We’ll have all the time in the world later.
You’ll love what happens after dinner.
And that was the first time I thought that Jamie hadn’t taken his own life after all. Whatever Jamie had been doing before he died had got him killed. No, not killed.
Murdered.
I rolled the word around in my head. A stabbing sensation shot through me. If Jamie hadn’t taken his own life, it was the only explanation. But a murder made to look like suicide? Who would do that? It sounded ridiculous. Insane. But it was the only thing that made sense to me.
So, who?
The same kind of person who would make a child disappear?
Someone with a very importa
nt secret to hide. Maybe someone who knew what had happened to Moses and didn’t want Jamie to find out.
A tingle of fear squeezed at my scalp as the thought sunk in.
Had Jamie discovered something about Moses’s disappearance, after all these years?
I grabbed my laptop, brought it into the kitchen, and fired it up. Then I did a land registry search of 10 Crompton Place. The owners were listed as Mark and Elaine Bowyer, and they’d bought the house four years ago. Why hadn’t Jamie written a name next to that address on his list as there was on all the others? Why was it underlined? Was 10 Crompton Place the Big House?
I Googled their names and found hits for a website offering genealogy services, mention of a Mark Bowyer in a military history book, and a Facebook page for an Elaine Bowyer. The website didn’t seem to relate to anyone called Bowyer, so I clicked on the Facebook link, but the woman was a teenager, probably no more than fourteen or fifteen.

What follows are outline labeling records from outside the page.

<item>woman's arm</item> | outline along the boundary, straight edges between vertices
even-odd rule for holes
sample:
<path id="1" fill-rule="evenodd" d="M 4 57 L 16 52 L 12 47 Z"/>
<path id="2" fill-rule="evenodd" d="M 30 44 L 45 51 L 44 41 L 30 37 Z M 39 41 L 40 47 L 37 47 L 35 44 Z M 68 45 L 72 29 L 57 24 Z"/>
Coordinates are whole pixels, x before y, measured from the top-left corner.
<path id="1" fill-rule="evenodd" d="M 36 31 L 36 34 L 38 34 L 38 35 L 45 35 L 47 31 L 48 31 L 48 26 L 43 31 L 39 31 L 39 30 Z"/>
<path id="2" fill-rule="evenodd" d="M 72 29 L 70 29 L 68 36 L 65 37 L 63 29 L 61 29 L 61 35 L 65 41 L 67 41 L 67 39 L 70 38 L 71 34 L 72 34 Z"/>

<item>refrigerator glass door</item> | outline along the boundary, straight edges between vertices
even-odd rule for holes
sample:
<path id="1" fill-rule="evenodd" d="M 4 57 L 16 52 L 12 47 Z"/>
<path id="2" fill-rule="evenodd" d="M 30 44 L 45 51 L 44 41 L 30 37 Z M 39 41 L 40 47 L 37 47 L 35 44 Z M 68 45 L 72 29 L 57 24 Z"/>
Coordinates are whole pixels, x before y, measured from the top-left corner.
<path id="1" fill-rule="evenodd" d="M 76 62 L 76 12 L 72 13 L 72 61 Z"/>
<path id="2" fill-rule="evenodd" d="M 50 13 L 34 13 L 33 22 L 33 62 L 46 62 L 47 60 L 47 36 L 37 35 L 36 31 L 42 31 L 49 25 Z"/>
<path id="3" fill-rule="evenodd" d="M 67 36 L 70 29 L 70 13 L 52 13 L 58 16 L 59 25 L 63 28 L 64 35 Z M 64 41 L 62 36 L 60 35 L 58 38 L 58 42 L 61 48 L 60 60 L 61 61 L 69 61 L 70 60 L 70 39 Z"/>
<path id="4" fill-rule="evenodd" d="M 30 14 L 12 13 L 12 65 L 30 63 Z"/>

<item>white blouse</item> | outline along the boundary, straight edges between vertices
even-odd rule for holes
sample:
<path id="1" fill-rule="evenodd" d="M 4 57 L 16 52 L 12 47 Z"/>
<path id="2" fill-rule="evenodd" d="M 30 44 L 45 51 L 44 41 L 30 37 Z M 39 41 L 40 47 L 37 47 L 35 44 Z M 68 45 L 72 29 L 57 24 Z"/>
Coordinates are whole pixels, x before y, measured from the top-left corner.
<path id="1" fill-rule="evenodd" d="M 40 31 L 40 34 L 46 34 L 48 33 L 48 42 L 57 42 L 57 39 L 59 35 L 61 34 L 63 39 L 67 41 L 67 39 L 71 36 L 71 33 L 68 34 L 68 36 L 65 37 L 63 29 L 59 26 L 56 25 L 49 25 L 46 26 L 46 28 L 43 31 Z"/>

She couldn’t be the owner of the house. So that left the military history book. Was Jamie trying to get in touch with some old friends from his army days for some reason? Pierced Girl said Billy hadn’t been in the military, but she could easily have been wrong. Or lying. But how did Moses figure into everything? I clicked on the book’s link, but it referred to a book on the Rhodesian war, between 1964 and 1979, when Jamie was just a kid. I shook my head. Surely, that couldn’t have anything to do with Jamie’s death.

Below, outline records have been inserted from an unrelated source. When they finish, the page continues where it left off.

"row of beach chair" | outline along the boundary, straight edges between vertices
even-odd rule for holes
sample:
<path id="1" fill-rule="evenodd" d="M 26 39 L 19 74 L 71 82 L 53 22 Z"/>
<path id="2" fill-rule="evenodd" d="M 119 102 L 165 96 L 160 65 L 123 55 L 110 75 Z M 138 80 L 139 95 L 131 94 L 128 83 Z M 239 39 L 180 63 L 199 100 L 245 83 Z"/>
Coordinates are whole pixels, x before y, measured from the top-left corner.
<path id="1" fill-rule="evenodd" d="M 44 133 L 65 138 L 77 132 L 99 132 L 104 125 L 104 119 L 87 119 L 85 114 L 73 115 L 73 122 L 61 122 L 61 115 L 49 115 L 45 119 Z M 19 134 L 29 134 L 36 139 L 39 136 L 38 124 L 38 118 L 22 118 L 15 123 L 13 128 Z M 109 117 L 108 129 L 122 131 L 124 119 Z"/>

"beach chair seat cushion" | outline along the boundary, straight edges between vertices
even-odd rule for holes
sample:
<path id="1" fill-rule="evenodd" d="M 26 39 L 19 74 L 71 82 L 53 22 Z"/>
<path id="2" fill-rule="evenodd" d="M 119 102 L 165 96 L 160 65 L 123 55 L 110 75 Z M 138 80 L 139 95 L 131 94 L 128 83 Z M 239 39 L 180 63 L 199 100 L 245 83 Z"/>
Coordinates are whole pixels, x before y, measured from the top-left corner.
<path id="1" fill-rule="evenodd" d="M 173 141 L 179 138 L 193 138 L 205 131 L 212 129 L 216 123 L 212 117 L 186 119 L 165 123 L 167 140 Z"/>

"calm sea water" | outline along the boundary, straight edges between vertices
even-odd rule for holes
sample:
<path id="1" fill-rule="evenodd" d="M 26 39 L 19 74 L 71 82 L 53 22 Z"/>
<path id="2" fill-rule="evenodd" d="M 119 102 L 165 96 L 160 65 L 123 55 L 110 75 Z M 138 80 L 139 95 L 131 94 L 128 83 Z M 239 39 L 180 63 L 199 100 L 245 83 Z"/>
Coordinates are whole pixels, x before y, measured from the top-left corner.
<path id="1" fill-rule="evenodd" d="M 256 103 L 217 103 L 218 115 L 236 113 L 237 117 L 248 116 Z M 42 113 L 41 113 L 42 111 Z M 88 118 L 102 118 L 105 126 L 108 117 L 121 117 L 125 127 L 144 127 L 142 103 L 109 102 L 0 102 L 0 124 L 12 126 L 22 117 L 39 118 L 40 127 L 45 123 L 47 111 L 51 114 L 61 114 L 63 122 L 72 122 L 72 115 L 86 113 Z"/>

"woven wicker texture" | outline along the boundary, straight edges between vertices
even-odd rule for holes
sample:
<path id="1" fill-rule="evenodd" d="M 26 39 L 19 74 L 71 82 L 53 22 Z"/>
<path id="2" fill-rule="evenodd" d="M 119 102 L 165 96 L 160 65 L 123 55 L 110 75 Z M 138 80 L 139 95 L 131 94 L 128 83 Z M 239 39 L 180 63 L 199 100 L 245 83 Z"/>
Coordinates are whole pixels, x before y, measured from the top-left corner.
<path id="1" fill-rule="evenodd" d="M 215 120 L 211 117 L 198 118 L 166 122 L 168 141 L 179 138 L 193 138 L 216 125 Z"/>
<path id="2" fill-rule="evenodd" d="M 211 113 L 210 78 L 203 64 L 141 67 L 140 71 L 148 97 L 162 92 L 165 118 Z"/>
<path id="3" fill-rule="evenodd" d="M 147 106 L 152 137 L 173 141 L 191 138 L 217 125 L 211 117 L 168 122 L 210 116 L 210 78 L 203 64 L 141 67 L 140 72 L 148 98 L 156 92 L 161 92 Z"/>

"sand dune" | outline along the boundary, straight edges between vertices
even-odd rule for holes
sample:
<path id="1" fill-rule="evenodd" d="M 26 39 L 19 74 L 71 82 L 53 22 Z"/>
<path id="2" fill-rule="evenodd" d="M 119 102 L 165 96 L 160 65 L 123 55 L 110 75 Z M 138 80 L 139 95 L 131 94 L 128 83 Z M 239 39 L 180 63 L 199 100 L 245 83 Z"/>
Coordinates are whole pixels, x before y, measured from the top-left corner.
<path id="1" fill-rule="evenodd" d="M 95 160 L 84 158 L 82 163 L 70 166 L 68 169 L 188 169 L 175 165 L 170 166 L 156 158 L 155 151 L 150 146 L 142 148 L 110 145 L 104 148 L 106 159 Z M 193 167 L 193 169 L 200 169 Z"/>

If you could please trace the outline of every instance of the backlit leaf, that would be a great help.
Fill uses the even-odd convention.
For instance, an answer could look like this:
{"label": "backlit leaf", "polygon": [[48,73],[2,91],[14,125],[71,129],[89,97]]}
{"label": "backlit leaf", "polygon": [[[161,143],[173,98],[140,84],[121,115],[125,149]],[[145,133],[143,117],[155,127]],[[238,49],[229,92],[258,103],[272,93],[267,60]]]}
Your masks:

Going back to the land registry search, I checked the previous owner of 10 Crompton Place, a man named Howard Sebastian. I Googled that name and found out that the Sebastian family was one of Britain’s eminent aristocratic families, whose hereditary titles dated back to the fifteenth century and included dukedoms and earldoms. Howard Sebastian was a descendant of Nicholas Sebastian, the Seventh Earl of Jersey. Another website described how Sir Howard Sebastian had been a high court judge who’d sat at the Old Bailey until he retired in 1999. He’d died just before the house had been sold to the Bowyers.
I rubbed at the mass of knotted tension in my shoulders, wondering if this Sebastian person had any significance, and poured some more wine. It grew dark outside my window. I turned on the lights, put my elbows in on the table, and rested my head in my hands.